The pavilion we created was eventually reduced in size not because of the design but simply because production could not keep up. As we don’t yet have a 3D-printer which is large enough to print the pavilion, we had to find a way to make it out of sheet material. We chose to laser-cut triangles out of aluminium sheets; an algorithm was also developed to pack these on the rectangular sheets to generate the least material waste when cut out.

The pavilion was built by workers who had no special training. We provided the contractor with a map of which panel goes where—it is essentially a gigantic puzzle. The panels were all shipped to the site on time and there was no need for storage. There was no sophisticated technology needed for construction. Even the contractor was surprised at how quickly they could put this together.

The pavilion is but one outcome of the various digital tools you have developed. What other possibilities do they hold for the future of architecture, particularly in Singapore?

TS: When tools such as parametric computational modelling first became available, there was a lot of formal experimentation. There was often no performative aspect to it beyond being beautiful. We have since moved on. We can now generate beautiful forms, but we can also make them meaningful. You can put material exactly at the form and quantity that makes the most sense to perform best in the environment.

The true power of this technology is that everything can be customised easily, and it makes no difference. You can design a building quicker than a traditional approach where everything is standardised. This is also the main message: there is absolutely no reason to have buildings that are the same anymore.

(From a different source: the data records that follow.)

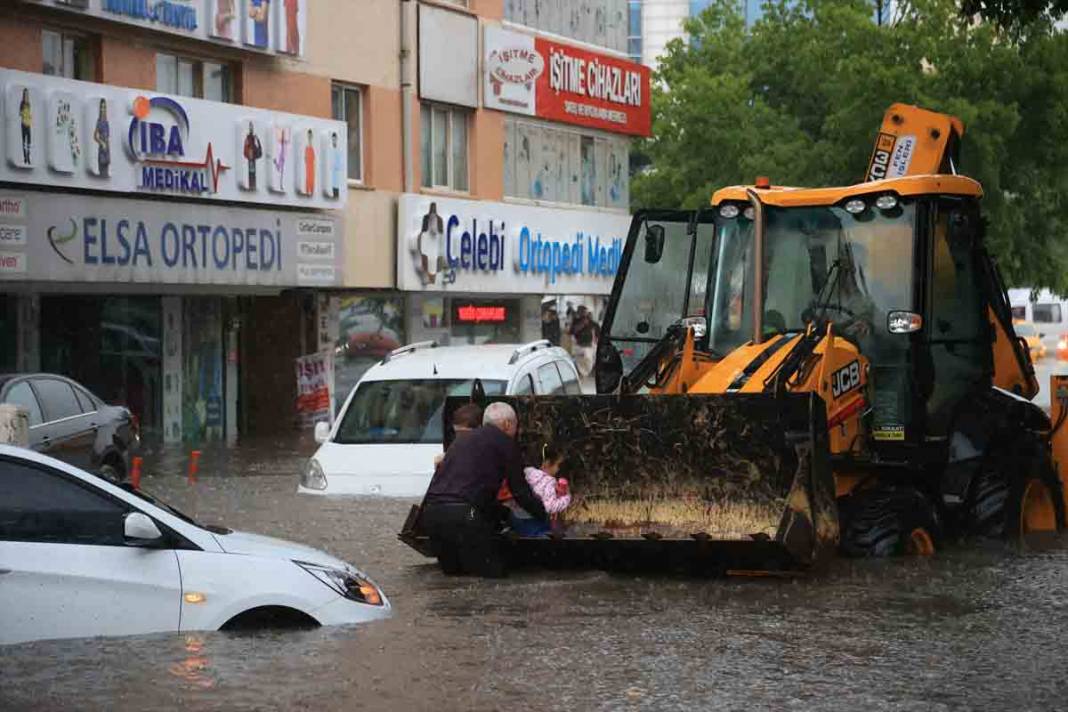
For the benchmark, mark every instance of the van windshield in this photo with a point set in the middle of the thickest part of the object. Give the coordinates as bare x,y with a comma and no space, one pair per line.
403,411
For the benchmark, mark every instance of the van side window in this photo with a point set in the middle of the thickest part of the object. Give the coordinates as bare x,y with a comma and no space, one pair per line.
551,383
570,378
524,386
1047,313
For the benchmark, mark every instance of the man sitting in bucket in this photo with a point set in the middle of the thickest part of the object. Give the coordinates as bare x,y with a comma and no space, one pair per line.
460,513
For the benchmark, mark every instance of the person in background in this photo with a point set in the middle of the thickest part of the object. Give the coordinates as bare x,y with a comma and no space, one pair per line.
553,493
466,420
584,333
460,513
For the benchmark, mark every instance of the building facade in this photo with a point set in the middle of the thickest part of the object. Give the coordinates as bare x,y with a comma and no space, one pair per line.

Our tools allow for very complex geometries so there is no need to have buildings that are all rectangular. There are a lot of reasons why people work with rectangular shapes, but for a project like the pavilion that sits in a landscape— that can be a driver for architecture. Look at the Supertrees or Flower Dome in Gardens by the Bay— their formal language is so different. As Singapore pushes to be a City in a Garden, it should not stop at the level of integrating greenery. Buildings can become landscapes too. This fusion of landscape and architecture is powerful for Singapore because of the climate. Just as airplanes are shaped in a certain way to direct the wind so they can fly, thecity can be shaped in a way to provide a comfortable environment too.

CITATION

‘‘The true power of this technology is that everything can be customised easily and it makes no difference… This is also the main message: there is absolutely no reason to have buildings that are the same anymore.’’
VIEW JURORS
JURY CITATION | NOMINATOR CITATION

JURY CITATION

The Future of Us Pavilion is a bold move in the Singapore design landscape. The successful form-finding exercise as a means of determining an intrinsically efficient structural and load-resisting form is commendable.

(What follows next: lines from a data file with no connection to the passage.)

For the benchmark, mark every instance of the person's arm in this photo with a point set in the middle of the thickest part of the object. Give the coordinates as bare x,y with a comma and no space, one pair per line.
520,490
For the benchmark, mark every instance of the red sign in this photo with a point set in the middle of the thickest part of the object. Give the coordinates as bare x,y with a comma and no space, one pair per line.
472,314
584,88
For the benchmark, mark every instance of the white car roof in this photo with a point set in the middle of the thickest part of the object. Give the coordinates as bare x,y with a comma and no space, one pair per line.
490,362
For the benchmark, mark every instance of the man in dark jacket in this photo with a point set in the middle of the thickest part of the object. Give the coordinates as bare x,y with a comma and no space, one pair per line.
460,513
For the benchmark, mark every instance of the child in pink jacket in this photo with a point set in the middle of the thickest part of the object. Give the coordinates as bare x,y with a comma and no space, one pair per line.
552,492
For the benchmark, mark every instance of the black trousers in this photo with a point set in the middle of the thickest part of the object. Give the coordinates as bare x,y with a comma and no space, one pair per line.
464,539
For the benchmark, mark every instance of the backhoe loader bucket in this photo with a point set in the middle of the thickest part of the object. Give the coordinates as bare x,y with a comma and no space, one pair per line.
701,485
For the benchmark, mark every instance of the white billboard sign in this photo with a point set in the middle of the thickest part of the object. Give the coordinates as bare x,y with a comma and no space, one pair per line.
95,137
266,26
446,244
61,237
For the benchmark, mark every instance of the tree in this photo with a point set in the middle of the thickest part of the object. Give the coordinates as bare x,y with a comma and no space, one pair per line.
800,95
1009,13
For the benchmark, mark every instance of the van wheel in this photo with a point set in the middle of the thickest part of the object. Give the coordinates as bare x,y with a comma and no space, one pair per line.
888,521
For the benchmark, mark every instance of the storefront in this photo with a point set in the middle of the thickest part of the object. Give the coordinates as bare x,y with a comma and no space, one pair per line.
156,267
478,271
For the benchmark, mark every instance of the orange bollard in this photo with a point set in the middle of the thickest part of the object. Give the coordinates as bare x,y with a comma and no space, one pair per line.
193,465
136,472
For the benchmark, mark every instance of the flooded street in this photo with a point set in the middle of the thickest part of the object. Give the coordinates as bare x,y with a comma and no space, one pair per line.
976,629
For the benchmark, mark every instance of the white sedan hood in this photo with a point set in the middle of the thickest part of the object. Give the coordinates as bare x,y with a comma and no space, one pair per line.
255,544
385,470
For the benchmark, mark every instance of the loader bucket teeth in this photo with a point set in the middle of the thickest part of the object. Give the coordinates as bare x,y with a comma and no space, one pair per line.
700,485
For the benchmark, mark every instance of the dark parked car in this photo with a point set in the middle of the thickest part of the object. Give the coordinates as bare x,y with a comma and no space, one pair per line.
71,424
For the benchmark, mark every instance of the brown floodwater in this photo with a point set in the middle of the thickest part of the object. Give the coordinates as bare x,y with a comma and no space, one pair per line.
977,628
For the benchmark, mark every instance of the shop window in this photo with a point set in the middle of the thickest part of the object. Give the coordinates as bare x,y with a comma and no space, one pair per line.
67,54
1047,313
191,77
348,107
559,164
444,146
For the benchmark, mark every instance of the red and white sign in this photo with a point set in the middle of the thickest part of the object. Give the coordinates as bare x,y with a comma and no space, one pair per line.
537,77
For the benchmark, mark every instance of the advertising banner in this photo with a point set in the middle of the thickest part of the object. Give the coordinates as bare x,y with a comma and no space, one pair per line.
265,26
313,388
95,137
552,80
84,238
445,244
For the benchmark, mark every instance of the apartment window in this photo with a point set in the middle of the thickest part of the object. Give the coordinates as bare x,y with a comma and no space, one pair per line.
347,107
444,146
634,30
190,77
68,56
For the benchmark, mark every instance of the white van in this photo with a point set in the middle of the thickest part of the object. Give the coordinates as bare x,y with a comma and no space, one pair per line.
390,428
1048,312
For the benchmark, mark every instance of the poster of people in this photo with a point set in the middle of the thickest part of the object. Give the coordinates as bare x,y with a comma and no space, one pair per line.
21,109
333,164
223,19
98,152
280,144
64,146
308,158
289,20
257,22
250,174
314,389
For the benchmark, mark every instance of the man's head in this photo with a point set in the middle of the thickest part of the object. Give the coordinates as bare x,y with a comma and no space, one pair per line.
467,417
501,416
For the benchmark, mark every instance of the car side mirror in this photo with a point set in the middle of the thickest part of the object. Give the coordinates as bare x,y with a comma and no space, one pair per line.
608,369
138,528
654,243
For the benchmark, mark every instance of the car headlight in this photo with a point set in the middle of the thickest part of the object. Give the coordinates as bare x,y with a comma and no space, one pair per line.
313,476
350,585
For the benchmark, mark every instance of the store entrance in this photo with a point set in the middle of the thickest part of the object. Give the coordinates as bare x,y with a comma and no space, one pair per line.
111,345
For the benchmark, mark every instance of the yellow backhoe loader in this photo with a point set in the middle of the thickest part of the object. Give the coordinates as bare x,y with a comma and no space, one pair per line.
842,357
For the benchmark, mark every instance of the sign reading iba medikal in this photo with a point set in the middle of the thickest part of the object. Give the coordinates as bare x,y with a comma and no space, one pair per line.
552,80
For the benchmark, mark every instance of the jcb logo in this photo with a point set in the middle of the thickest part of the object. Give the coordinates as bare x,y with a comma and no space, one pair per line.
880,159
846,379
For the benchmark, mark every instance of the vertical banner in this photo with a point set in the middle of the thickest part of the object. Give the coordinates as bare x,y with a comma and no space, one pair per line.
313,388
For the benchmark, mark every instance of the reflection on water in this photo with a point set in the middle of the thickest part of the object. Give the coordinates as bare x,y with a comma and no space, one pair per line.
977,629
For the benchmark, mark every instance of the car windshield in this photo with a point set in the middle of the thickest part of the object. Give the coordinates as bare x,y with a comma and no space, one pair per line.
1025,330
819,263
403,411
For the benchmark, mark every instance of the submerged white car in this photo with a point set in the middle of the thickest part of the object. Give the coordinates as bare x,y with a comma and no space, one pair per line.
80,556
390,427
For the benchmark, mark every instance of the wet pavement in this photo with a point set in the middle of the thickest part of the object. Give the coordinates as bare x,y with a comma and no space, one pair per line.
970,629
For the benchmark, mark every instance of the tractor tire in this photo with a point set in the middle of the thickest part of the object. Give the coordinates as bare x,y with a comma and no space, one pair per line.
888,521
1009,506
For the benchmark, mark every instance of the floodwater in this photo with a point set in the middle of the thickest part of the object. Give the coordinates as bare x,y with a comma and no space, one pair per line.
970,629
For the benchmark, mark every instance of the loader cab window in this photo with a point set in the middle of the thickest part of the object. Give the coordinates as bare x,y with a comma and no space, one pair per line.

Through the parametric and algorithmic approach, the designers have created a futuristic structure that has pushed the boundaries of design, fabrication and construction methods. The high level of integration between digital technology and building processes allowed for the rapid production of a large number of individual micro-forms that make up the overall structure. The pavilion form also optimises material usage and minimises the embodied carbon footprint. This makes the pavilion a forerunner to many impressive current and future buildings. Such successful utilisation of innovative technologies point the way forward for the industry to adopt similar design and construction methods. In 2017, the pavilion became a permanent landmark in the Gardens by the Bay. It plays host to important public festivals and events, and continues to be well-loved by visitors. This makes it a valuable public asset that contributes to advancing Singapore community and culture.

The Jury applauds the design team for a project that is leading the way towards the future of structure, architecture and design in Singapore and beyond.